Friday, March 30, 2012

Heavy Seas Fire Works: beer dinner(s)

It's a date; well, actually, it's two.

Cask of Raging Bitch (02)

Fire Works —pizzeria, restaurant, and good-beer bar, in the Court House district of Arlington, Virginia— has invited Heavy Seas Brewing —of Baltimore, Maryland— to dinner on the 3rd and 4th of April. Chef Frank Mayo will do the cooking. Beer manager Mike Berry will do the hosting.
Fire Works & Heavy Seas Beer Dinner Menu: April 2012.

The first beer —a 'welcome' beer, not on the menu above— is Heavy Seas' Classic Lager. The brewery has modeled the beer on recipes for premium all-malt American lagers of years prior to 1950, when there yet was maltiness and hoppiness in those beers. Liquid history, if you will.

The first beer with dinner —Holy Sheet Uber Abbey Ale— Heavy Seas has retired from its fleet. This keg —one of the last available— has aged (well) over 15 months, softening the bite of its 9% alcohol-by-volume, while retaining the fruity fusel alcohols produced by its Belgian yeast strain.

Tapping the cask (01)

The next two beers with dinner —Heavy Seas Pale Ale and Loose Cannon American Hop3 IPA— will be served from firkins: 10.8 gallon casks, within which the beers have been naturally carbonated.

Berry personally filled these two casks at the brewery with his choices of spices and hops. To the Pale Ale, he added sour cherries, chips of toasted poplar wood, vanilla beans, pomelo peel, and so-called 'wet'* Cascade hops. In the cask of Loose Cannon, it's Spanish lemon peel, dried white peaches, grated fresh ginger, and 'wet' Amarillo hops.

Not pictured, an additional course: Jerk chicken thighs, stuffed with Linguiça sausage, served over red beans and rice, with pineapple puree. Beer selection: a surprise!

With dessert —Chef Mayo's Peanut Double Chocolate Fudge— Berry has chosen to serve Siren Noire.
Approx. 8% ABV. An English style imperial stout, fermented and flavored with imported Belgian chocolate nibs. Smooth and easy drinking. Named for the Sirens who lured seafarers off course and ultimately to their demise.

As it might have be impractical to host all 30 employees of the brewery at dinner, two will be making the 45 mile trek from Baltimore to Fire Works. Tuesday evening, Stephen Marsh will guest host. He is the cellarmaster for the brewery: the manager of the brewery's burgeoning cask program. Wednesday evening, it's Hugh Sisson: the founder and managing partner of Heavy Seas Brewing.
Hugh Sisson



The dinner may also feature the official Virginia release of Plank II.
the second in a series of beers showcasing unique wood ageing treatment to add flavor and nuance. Plank II features an 8.5% ABV Dopplebock style lager matured with specially treated Eucalyptus and Yellow Poplar wood planks.
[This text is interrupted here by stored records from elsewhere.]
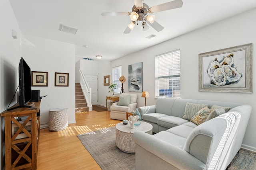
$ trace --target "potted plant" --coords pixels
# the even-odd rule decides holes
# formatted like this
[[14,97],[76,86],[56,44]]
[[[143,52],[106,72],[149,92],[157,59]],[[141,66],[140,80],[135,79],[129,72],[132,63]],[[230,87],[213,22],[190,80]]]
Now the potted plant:
[[116,83],[111,83],[110,85],[108,87],[108,88],[110,89],[108,91],[108,92],[112,92],[112,93],[111,94],[111,95],[113,96],[114,96],[114,91],[116,88],[117,86],[117,84]]

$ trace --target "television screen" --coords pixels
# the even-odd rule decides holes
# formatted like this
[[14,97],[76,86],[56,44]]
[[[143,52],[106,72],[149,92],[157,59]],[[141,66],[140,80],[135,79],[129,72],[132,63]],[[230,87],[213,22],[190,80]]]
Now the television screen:
[[22,57],[19,64],[20,107],[26,106],[32,98],[31,72],[29,66]]

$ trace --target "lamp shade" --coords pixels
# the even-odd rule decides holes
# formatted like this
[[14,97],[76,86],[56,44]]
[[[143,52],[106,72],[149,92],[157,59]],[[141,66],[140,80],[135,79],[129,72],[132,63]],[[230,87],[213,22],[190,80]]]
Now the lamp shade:
[[142,94],[141,95],[142,98],[149,98],[149,93],[148,93],[148,92],[142,92]]

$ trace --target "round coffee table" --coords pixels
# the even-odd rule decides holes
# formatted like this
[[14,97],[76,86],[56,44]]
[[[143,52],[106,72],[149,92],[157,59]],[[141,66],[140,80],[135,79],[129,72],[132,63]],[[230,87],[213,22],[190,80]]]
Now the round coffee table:
[[150,135],[152,134],[153,126],[148,123],[142,121],[140,125],[135,126],[135,129],[131,129],[129,123],[124,125],[122,122],[116,125],[116,144],[123,152],[135,153],[135,143],[132,138],[134,132],[142,131]]

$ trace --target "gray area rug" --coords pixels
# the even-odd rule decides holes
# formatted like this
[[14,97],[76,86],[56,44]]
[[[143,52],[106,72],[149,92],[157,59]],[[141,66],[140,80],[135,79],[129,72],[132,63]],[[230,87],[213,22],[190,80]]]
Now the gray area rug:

Six-foot planks of Eucalyptus and Poplar were placed in the fermenter and allowed to age with the beer for six weeks. The Eucalyptus wood lends notes of chocolate
[and mint], balanced with a hint of toffee and smoky dryness from the Yellow Poplar.

As of this post (Friday morning, 30 March), the state of Virginia has not yet granted approval for the beer to be sold in the state. Failing timely approval, Mike Berry has plans to offer a different, sixth, Heavy Seas beer as a bonus.


The cost of admission is $75 (including tax and gratuity). Wednesday's session has sold out, but there are still a few seats remaining for Tuesday's dinner. For reservations, call Fire Works on 703. 527.8700 or email:
  • Photos from the beer dinner: here.
  • The term 'wet' is used to describe hops that have been freshly picked and shortly thereafter, without storage or curing, used to brew beer. Most hops are gently heat-cured to remove moisture content and stabilize the flavor and aroma. Just-picked, they have more of grassy character: similar as to how fresh mint has a 'green' character in addition to its minty flavor.

    Think of 'wet' hops as beer's answer to 'farm to table.' Most hopyards in the U.S. are found in the Pacific Northwest. Breweries not nearby arrange for freshly-picked hops to be air-shipped overnight after fall harvest. 'Wet' hops in April will have been vacuumed-packed. As well, many areas in the U.S., such as here in Virginia and Maryland, are seeing a resurgence of local hop-farms.

  • Caveat lector: As a representative for Select Wines, Inc. —a wine and beer wholesaler in northern Virgina— I sell the beers of Heavy Seas Brewing.